Today we’d like to introduce you to Silke Matzpohl.

Music is a gift that will always be there for me and I am very thankful for that gift

Hi Silke, so excited to have you with us today. What can you tell us about your story?
I fell into film music by accident. I first started playing piano when I was five years old, and when I was thirteen I received a scholarship to study piano at the University of Music and Performing Arts Munich.
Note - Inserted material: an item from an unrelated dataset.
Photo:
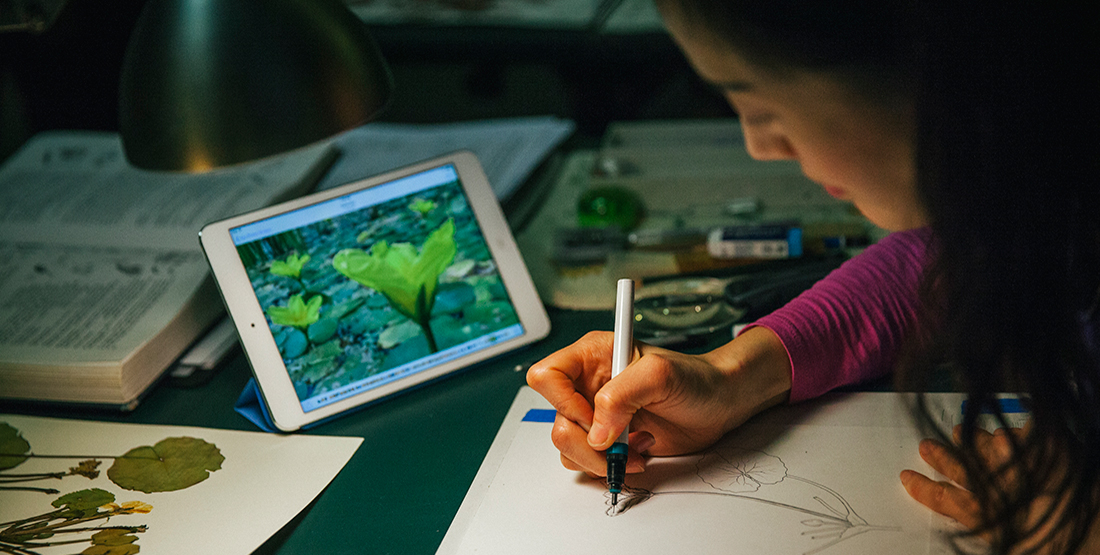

But after graduating, I stopped playing the piano. I just couldn’t practice 10 hours every day anymore. Since I had good technical skills, I decided to become a sound engineer and work in television. I landed a job at the German public TV station ARD. There, I met the head of the film music department, who was looking for composers. From that moment on, I had the feeling that I could combine my technical skills and my musical skills,  would come together. I knew, “This is for me.”

In 2008, I met the film composer Chris Young in Los Angeles, and he made me an offer to move to the U.S. and work for him. Besides working for Chris, I also became an accompanist for the Ballet, Modern Dance, and Contemporary Dance programs at the University of Southern California (USC), as well as the American Musical and Dramatic Academy (AMDA), a private college conservatory for the performing arts.

I began studying the best movie trailer tracks, and artists like Junkie XL, Generdyn etc., and started creating my own trailer sounds.

My sounds were discovered by trailer editors, and you can hear them in trailers for “Mortal Engines,” “Cats”, “The Invisible Man”, “Fast and Furious 8”, “Candyman”, and others.

Besides my composing work, I became a mom. My daughter was born in 2019. I am very thankful for this gift.

Can you talk to us a bit about the challenges and lessons you’ve learned along the way? Looking back, would you say it’s been easy or smooth in retrospect?
It wasn’t easy starting out, and I did lose jobs at first from people who backgrounds and perspectives were different from my own. But I’m strong, and I didn’t give up.

In L.A., the studios mostly reach out to just a handful of composers they’ve already worked with. I wasn’t part of that group, and I didn’t want to spend years as an assistant composer. I felt that the trailer industry was easier to break into, and that’s what I focused on.

The lesson I learned: Be patient, and trust that the universe will bring the right things at the right time.

Thanks for sharing that. So, maybe next you can tell us a bit more about your work?
I do all sounds from scratch. When I started out, I used sound libraries, but that bored me after a while, because everyone uses them. Now I am creating epic sounds from scratch. 

I go around the house and try to catch wild sounds in the kitchen or the living room or the yard. I just hit stuff. Then going through the recordings, I find one sound I stick with and do something with it. Adding delays, compression, reverbs, pitching, etc. I try to find a raw sample that has a potential and do some processing with it. 

Sometimes I have a vague idea of what I want, sometimes I have no idea, and sometimes I follow the editor’s idea. Mostly, it’s trial and error.

Do you have any memories from childhood that you can share with us?
When I was ten years old, I played Beethoven’s “Waldstein Sonata” in a piano competition. Suddenly, although I had it memorized, I forgot what I had to play next and stopped in the middle of the piece. I looked right at the audience, smiled, and started playing something that I just felt like playing. 

Although I “failed,” I won first prize!

I learned that failure is part of success.